I am trying to recreate a riddle with pyramid:
The last layer of the pyramid is the permutation of the numbers from 1 to n, where n is the number of fields. Then every other field that is not in the lowest layer is the sum of the numbers diagonally under that number.
So I want to make a function that when given the riddle on the left returns solutions on the right. I was planning to do that by enumerating layers like this:
for the layers I made a custom data type:
data Layer = One | Two | Three | Four | Five | Six
deriving (Eq,Ord,Enum,Show)
and other types:
type LayerDepth = Layer
type FieldNumber = Int
type FieldContent = Int
type FieldAssignment = (FieldNumber -> FieldContent)
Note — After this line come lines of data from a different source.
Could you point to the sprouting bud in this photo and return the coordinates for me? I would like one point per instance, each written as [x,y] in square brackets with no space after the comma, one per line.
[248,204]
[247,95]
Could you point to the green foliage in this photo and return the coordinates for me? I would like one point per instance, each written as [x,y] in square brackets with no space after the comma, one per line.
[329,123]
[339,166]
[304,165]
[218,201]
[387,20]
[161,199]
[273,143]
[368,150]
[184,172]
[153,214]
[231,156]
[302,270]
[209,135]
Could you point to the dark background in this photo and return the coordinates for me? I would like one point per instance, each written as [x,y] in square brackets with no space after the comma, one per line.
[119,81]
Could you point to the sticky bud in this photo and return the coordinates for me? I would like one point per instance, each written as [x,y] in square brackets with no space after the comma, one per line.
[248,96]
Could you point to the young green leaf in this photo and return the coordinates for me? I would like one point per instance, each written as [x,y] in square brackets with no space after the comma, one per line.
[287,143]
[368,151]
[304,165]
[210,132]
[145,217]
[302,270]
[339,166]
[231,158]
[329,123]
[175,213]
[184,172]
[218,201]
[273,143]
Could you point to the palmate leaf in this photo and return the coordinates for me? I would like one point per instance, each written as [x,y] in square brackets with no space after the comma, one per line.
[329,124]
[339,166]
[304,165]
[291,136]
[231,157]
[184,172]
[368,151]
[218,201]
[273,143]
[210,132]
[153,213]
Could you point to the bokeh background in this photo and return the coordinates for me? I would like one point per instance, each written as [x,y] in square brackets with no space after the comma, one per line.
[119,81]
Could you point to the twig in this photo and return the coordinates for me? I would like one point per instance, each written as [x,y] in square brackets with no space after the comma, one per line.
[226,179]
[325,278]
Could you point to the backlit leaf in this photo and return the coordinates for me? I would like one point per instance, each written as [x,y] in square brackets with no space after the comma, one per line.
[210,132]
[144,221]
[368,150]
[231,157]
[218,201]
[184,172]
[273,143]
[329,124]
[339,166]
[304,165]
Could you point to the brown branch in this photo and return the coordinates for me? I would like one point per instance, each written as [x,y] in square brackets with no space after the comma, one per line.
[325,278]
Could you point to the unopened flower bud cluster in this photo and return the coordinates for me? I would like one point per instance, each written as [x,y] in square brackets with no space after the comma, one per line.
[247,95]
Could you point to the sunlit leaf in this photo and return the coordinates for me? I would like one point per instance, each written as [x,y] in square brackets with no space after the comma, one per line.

type PyramidRiddle = FieldAssignment
type PyramidSolution = FieldAssignment
type PyramidSolutions = [PyramidSolution]
and the function:
solveRiddle :: LayerDepth -> PyramidRiddle -> Pyramidsolutions
for the illustrated example I would make anonymous function of type (FieldNumber -> FieldContent):
fieldAssignment1 = \n -> if (n==6) || n==8) then 3 else 0
This function will mark 6th and 8th field with number 3
Then calling:
solveRiddle Four fieldAssignment1 ->> [pyramidSolution1, pyramidSolution2]
Four means four layers, and PyramidSolutions is the list of FieldAssignments that has a solutions of the riddle
My problem:
I would somehow need to return a function that will given the field assignment calculate the permutations in the last layer and based on that assign the numbers to the rest of fields.
Somehow like this:
pyramidSolution1 = \n -> case n of 1 -> 18
2 -> 11
3 -> 7
4 -> 7
5 -> 4
6 -> 3
7 -> 4
8 -> 3
9 -> 1
10 -> 2
_ -> 0
and
pyramidSolution2 = \n -> case n of 1 -> 20
2 -> 12
3 -> 8
4 -> 7
5 -> 5
6 -> 3
7 -> 4
8 -> 3
9 -> 2
10 -> 1
_ -> 0
But what is the best way to approach this?
How do I assign a permutation of the numbers and know how to place them that the number up is the sum of the numbers bellow?
What is the best way to implement the anonymous function pyramidSolution1 and pyramidSolution2 into the code above?